Putting your name forward for selection involves a lot of scrutiny and the “risk of failure and rejection’’, Willis told Newsroom.

“One of the things I’ve said to myself is what can I do to have conversations with women over the next few months to build their confidence that this is a process worth going through, because the prize at the other end is just so great.’’

When it became clear there would be a by-election in the Tauranga electorate, former National Party East Coast candidate Tania Tapsell was immediately tipped to run.

Tapsell, a Rotorua councillor, lost the East Coast seat to Labour’s Kiritapu Allan at the last election but is widely regarded by National.

Willis told Newsroom Tapsell immediately seemed like the ideal candidate.

But she ruled herself out early on and revealed this week her plans to run for the Rotorua mayoralty at the election later this year.

Willis said she had an “indication of Tania’s plans for the mayoralty’’ and that she would be a “fierce advocate for Rotorua’’.

Ahead of the election next year Willis says it is on everyone in the party, including the National Party board, to ensure a range of diverse candidates come forward in 2023.

The Candidates’ College is undergoing a reset under Luxon, and there has in the past been criticism of the board president, Peter Goodfellow, for failing to properly vet candidates in years gone by.

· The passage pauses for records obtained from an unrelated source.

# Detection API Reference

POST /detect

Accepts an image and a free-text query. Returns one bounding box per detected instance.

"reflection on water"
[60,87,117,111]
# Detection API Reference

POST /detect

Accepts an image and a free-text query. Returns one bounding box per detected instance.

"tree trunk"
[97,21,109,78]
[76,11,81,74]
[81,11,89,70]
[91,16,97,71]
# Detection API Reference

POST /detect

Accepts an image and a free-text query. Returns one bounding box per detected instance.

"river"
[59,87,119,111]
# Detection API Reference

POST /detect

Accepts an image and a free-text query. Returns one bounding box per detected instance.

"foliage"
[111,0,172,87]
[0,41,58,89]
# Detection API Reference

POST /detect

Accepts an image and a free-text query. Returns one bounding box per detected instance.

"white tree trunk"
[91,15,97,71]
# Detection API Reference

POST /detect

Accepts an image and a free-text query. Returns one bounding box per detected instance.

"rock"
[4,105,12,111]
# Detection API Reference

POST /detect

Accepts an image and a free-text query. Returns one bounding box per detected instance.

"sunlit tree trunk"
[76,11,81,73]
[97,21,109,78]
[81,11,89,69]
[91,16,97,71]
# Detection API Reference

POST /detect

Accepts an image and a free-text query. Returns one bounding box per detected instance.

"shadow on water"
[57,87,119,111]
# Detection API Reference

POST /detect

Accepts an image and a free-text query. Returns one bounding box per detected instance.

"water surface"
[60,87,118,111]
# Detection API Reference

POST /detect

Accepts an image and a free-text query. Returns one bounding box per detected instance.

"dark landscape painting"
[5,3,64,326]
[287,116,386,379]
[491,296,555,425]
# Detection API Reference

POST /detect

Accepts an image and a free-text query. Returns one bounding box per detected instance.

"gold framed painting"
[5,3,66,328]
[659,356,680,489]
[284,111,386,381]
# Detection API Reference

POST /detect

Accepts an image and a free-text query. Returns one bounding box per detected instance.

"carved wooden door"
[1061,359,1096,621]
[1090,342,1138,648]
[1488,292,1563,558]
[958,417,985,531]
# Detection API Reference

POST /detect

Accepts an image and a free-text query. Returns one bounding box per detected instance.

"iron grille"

Asked whether the college would really change under the same president, Willis told Newsroom the board has had a refresh and there are new members who represent diverse communities.

“I think the president is really clear, and in every conversation I’ve had with him, he knows that Chris wants to see a diverse line-up next year.

“So, I’m confident that he is working with his board to achieve that,’’ Willis said.